The ownership of intangible ideas and creations is often difficult to protect, especially in an age where almost anyone can download and redistribute them with little fear of reprisal. However, individuals and businesses that own such properties can do much more than they might realize to protect them.
The U.S. Chamber of Commerce notes that some companies are likely unaware of how to use copyright laws, especially when it comes to intellectual property. While choosing a certain type of copyright might be daunting, especially for small business owners, learning about each and how they operate may help them make the most informed decision possible.
Some business owners may believe that patents only cover tangible inventions, but they also protect intellectual property. These can include a variety of IPs, including:
- Production processes
- Computer algorithms
- Designs for new products
Patents can protect intellectual property in several ways, covering both the idea behind a design and its visual aspects once completed, such as blueprints or drafted drawings.
Although trademark designs are a visual representation of a company, with some immediately recognizable, they still stand as intellectual property.
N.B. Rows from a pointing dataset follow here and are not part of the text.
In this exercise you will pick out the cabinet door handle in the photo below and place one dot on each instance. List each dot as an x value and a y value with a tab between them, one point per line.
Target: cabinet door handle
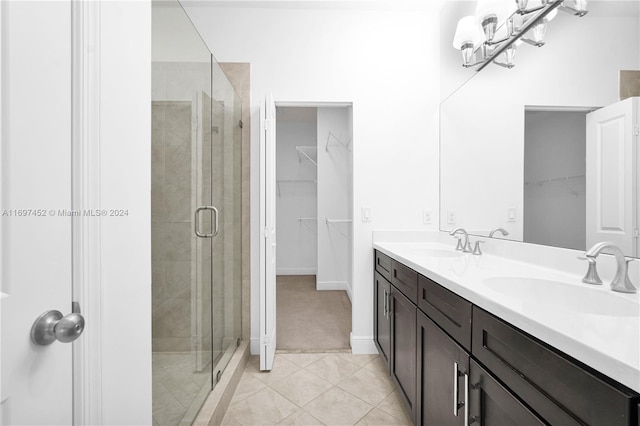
386	303
466	399
455	388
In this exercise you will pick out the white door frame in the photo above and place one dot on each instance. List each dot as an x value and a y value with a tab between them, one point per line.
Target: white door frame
87	284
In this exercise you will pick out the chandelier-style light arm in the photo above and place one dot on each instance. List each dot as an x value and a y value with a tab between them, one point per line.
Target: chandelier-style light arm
521	31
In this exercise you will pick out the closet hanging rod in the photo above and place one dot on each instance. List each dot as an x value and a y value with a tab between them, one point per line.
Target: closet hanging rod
279	181
330	221
307	156
342	144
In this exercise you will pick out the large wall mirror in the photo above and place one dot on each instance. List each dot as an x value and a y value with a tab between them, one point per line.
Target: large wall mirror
513	142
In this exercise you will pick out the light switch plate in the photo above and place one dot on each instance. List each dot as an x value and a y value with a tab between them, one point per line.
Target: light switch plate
426	217
452	217
366	214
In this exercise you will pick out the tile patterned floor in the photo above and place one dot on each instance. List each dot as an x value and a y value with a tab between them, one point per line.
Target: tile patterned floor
317	389
175	386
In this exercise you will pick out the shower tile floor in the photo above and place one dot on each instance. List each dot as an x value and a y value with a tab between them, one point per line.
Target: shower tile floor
175	387
317	389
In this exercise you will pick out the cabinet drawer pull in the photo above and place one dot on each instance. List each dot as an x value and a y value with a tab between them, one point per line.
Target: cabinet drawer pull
456	376
466	399
386	303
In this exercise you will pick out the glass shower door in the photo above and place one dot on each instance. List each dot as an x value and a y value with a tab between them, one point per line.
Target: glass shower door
196	217
227	191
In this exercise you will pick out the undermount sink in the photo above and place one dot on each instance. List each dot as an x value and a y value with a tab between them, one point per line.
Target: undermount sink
564	296
434	252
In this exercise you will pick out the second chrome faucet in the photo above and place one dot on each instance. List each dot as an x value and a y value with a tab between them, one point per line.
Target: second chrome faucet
621	281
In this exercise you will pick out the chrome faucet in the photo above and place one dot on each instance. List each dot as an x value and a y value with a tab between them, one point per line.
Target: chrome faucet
466	247
503	231
621	281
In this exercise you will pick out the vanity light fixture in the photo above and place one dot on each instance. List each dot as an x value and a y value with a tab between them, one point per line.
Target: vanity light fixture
500	26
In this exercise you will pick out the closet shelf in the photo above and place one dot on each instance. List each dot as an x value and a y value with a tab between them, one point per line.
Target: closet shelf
308	153
337	142
558	179
279	181
335	222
A company that wishes to retain all the rights to a symbol or product brand might consider registering it so that no other company can claim it for use. While not all trademarks carry a registry, the extra protection may offer creators greater peace of mind.
No matter the nature of the intellectual property, a copyright can protect it from theft by other companies or individuals. This applies to ideas and concepts both released and unreleased. Like trademarks, registered copyrights better protect IPs and their creators’ rights.